O primeiro a ir ao cinema foi meu irmão Mariano, o Caterpillar. Sua narração foi um desastre. Naquele dia passou um de guerra – alemães contra norte-americanos –, e a única coisa que se entendia e saía emendado da boca do pobrezinho era o matracar das metralhadoras. E a mímica. Sua mímica era genial. Eu acho que nos tempos do cinema mudo ele teria sido muito bom.
Na vez do meu irmão Mirto, o Pássaro, passaram um de índios, com Jack Palance. Sua narração foi extraordinária. O galope dos cavalos, os tiros, os gritos dos índios, os sinais de fumaça. A gente até achava que estava ouvindo o assovio das flechas passando sobre nossas cabeças, zuuuummm! A única coisa ruim era que Mirto contava tudo na base de “babaquices” e “cagadas”:
“Então, quando o babaca sacou do revólver e atirou na cabeça da babacona, deu uma tremenda cagada porque os outros babacas nem cagando iam deixar que cagassem neles daquele jeito…”.
Manuel, que até que contava direito, contou um filme de vampiros. Acontece que se perdeu por amor. Aos doze anos, estava apaixonado pela filha do dono da loja mais sortida da Mina – era o único dos irmãos que namorava –, e passou a hora e quarenta minutos que durou o filme abraçando a menina, que gemia de medo.
Já com meu irmão Marcelino aconteceu o cúmulo da má sorte. Calado por natureza – “desse menino, é preciso arrancar as palavras com um saca-rolhas”, dizia minha mãe quando morava com a gente –, na vez dele caiu O velho e o mar, um filme quase sem fala.
Sua narração só durou cinco minutos.
Duas semanas mais tarde chegou, enfim, a minha vez, a vez da irmã menor, Maria Margarita, M M, como às vezes meu pai me chamava. Embora eu não tivesse apelido oficial, sabia que pelas costas alguns meninos me chamavam de Maria Machona. O apelido, é verdade, não era muito refinado, mas se observarem bem verão que é composto por duas palavras que começam com a letra eme.

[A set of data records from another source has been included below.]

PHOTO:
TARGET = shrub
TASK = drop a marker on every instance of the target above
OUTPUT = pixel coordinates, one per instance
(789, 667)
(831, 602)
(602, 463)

Durante essas duas semanas chegaram vários filmes bons, e alguns muito bons, mas não houve dinheiro para comprar a entrada. Era meados do mês e mal dava para comer e para a garrafinha de vinho de meu pai.
“A gente tem que esperar o pagamento da pensão”, dizia ele. E aconteceu que justo no dia do pagamento apareceu no anúncio do cinema nada menos que Ben-Hur, o filme que todo mundo no povoado esperava com ansiedade.
Meus irmãos ficaram loucos.
Todos queriam ir ao cinema. Ou pelo menos que o Mirto fosse, já que até aquele momento tinha sido quem melhor havia contado um filme.
Mas meu pai, que era um homem justo, se negou.
“Agora é a vez de Maria Margarita e quem vai é a Maria Margarita. E ponto final”.